Appropriate guidance

Several of the research managers interviewed for this article raised concerns about the lack of guidance on what constitutes appropriate use of the technology in research administration. Tse-Hsiang Chen, a funding adviser and grant writer in the research office of the University Medical Center Utrecht in the Netherlands, says he expects that this will become clearer soon. The European Union is developing AI legislation that sets out rules and guidelines on how to use AI systems safely and legally, with respect for fundamental human rights. His institution, in collaboration with Utrecht University, also in the Netherlands, is developing guidelines, particularly for the use of generative AI in the context of research support. Where taking on this kind of work is concerned, he says, “I’m fairly certain that we’re not alone”.

Scalability is also a preoccupation for Lykke Berggreen, who has created an AI assistant to write applications for the Danish national research council, Danmarks Frie Forskningsfond (DFF). The assistant uses the same interview-based system Lykke Berggreen developed to draft grant proposals using ChatGPT. The questions are tailored to extract the detailed information the council requires in the application, with the researcher typing in their responses.
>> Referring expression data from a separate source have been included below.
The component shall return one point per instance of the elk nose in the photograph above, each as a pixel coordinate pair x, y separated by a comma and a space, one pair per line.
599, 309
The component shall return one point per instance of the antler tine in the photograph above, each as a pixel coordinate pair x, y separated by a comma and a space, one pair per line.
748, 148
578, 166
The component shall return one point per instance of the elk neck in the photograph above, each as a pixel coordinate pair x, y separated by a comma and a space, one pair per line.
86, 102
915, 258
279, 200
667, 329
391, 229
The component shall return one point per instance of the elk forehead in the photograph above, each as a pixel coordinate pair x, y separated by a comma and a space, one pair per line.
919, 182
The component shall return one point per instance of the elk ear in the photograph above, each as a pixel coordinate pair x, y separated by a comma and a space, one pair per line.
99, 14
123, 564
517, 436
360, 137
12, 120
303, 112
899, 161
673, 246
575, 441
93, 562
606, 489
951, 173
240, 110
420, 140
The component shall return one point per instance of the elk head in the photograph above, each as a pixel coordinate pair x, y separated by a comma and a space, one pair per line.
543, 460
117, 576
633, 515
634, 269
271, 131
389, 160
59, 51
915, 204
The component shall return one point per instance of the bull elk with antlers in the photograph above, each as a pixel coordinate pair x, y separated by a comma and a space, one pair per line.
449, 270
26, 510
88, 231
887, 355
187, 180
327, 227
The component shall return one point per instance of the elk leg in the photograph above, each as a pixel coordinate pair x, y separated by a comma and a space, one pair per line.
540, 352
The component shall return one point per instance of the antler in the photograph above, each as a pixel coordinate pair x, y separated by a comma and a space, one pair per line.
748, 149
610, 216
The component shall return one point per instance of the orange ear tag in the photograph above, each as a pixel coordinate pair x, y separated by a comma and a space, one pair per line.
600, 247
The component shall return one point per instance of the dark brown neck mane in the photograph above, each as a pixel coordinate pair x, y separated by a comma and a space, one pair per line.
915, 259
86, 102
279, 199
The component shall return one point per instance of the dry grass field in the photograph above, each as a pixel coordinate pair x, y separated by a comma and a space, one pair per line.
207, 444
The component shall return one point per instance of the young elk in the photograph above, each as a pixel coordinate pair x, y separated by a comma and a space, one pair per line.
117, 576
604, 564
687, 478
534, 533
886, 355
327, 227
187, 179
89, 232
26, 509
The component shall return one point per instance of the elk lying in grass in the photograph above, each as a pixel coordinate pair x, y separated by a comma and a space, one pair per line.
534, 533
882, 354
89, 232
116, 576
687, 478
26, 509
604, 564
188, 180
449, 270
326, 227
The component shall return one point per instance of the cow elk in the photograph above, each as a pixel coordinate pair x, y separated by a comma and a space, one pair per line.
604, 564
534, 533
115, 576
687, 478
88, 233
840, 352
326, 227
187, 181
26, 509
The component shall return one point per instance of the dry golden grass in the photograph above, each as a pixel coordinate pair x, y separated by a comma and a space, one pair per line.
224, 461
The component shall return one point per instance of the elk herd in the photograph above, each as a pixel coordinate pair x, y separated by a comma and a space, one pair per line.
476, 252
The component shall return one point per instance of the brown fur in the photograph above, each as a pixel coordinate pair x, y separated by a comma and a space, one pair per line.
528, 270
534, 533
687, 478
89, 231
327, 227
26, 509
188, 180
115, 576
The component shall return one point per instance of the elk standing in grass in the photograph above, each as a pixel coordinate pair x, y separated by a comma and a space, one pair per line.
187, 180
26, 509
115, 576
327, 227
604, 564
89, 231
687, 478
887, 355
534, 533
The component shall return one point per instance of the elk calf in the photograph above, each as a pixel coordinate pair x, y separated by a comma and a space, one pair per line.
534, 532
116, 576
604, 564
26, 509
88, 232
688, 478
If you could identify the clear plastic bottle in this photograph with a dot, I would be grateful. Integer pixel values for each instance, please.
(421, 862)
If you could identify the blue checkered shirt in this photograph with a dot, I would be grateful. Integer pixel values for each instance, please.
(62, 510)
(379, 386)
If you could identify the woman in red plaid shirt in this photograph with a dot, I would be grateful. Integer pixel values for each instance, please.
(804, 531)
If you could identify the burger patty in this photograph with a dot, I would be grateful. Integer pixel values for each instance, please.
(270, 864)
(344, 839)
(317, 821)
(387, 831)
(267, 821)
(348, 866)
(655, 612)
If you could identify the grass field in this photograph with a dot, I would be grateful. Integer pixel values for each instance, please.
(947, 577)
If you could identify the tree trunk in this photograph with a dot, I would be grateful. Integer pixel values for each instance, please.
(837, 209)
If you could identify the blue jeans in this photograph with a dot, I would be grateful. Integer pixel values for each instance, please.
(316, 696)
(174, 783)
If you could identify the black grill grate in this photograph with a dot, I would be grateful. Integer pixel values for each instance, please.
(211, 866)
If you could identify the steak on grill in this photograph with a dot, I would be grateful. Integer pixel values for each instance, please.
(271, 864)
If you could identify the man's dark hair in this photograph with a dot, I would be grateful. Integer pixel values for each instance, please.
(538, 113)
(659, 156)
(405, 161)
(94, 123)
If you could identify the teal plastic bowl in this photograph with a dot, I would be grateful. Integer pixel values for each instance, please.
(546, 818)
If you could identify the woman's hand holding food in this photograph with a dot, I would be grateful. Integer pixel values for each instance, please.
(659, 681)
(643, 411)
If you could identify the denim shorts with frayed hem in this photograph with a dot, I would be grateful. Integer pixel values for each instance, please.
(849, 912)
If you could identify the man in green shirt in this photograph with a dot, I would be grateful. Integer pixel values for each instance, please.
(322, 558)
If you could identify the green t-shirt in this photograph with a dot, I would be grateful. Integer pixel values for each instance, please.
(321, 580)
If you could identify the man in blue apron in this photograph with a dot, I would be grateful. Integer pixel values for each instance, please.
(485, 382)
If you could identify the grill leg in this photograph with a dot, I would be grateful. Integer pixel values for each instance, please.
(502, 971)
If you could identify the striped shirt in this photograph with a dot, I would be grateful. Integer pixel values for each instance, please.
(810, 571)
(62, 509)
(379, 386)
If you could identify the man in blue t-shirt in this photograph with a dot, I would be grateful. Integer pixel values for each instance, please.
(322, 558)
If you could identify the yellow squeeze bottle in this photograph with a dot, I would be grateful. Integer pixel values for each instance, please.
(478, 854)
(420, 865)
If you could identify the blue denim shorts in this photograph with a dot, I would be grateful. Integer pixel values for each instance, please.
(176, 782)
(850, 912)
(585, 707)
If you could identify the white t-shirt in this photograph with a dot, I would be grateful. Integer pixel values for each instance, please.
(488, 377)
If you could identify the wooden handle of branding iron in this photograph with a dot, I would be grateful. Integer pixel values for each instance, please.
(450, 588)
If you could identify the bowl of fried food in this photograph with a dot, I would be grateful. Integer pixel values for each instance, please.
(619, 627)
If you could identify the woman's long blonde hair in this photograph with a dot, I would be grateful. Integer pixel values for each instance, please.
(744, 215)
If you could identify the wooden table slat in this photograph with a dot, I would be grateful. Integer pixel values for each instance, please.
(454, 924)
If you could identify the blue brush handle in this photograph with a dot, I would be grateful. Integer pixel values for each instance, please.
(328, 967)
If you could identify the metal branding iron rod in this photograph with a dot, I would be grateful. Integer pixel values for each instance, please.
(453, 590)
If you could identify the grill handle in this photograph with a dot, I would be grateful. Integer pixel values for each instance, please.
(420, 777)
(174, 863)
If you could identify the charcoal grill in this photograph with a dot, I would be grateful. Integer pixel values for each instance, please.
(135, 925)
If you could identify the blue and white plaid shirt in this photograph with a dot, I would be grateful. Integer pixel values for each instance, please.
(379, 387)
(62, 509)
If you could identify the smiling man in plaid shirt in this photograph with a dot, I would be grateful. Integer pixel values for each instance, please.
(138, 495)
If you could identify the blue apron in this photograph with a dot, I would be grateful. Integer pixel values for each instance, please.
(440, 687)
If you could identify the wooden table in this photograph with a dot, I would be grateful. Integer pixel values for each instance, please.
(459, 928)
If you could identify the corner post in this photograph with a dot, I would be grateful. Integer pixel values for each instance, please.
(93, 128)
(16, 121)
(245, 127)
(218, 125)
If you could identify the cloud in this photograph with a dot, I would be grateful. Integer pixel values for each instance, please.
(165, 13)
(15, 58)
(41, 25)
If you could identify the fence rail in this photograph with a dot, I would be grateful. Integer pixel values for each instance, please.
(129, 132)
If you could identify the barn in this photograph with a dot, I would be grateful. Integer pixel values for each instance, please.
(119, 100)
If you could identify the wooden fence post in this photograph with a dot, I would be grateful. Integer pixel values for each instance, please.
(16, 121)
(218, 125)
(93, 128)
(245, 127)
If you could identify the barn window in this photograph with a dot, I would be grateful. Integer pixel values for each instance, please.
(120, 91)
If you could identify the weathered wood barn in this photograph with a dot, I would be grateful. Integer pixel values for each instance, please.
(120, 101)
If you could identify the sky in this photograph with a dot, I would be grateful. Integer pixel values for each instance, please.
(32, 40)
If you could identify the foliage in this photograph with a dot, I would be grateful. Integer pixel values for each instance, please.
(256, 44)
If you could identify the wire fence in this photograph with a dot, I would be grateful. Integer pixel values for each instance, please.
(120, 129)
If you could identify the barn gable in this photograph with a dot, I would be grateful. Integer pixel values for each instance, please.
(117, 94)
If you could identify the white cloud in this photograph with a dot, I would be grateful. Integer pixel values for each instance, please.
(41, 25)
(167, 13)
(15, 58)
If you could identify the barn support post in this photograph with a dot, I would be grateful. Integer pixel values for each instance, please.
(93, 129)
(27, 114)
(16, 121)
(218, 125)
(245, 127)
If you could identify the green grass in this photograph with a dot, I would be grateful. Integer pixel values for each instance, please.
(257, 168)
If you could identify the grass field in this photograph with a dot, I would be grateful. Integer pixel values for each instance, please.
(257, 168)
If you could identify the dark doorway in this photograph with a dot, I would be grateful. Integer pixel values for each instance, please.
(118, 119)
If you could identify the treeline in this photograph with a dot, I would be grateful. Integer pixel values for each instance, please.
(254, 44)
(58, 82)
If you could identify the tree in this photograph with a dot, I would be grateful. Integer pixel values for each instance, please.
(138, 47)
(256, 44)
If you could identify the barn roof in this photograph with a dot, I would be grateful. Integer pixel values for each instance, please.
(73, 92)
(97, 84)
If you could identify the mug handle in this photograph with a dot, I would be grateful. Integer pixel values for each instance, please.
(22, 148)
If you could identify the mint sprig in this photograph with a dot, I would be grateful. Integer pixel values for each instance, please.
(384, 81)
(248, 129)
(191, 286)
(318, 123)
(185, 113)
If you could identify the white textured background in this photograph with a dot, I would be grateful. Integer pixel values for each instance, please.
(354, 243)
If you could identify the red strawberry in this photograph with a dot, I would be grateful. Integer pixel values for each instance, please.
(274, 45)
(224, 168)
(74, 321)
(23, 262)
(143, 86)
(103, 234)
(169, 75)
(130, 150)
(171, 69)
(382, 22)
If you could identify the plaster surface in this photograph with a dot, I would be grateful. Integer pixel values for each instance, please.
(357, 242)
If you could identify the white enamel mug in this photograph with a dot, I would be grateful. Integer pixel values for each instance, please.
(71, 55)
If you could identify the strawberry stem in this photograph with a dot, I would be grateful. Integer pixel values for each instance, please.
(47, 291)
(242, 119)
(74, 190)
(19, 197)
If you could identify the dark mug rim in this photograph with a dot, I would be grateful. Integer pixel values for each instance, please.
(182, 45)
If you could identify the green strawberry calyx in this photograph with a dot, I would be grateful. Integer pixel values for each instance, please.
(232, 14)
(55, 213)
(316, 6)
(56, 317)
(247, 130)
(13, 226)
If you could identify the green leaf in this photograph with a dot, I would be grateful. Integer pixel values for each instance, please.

The tool then produces a first draft tailored to the DFF’s specifications.

Lykke Berggreen is sanguine about the threat AI tools might pose to his own employment. “AI will definitely replace a lot of research-management tasks and probably some research managers,” he says. But he thinks there are key parts of his work that a machine would not be able to do. He hopes that AI will take over the menial tasks, giving him more one-to-one time to spend coaching researchers. “I do a lot of confidence building when I talk to researchers, telling them that their ideas are good enough. That they can and should apply for this and that grant. I think that is hard to replace with a machine,” he says.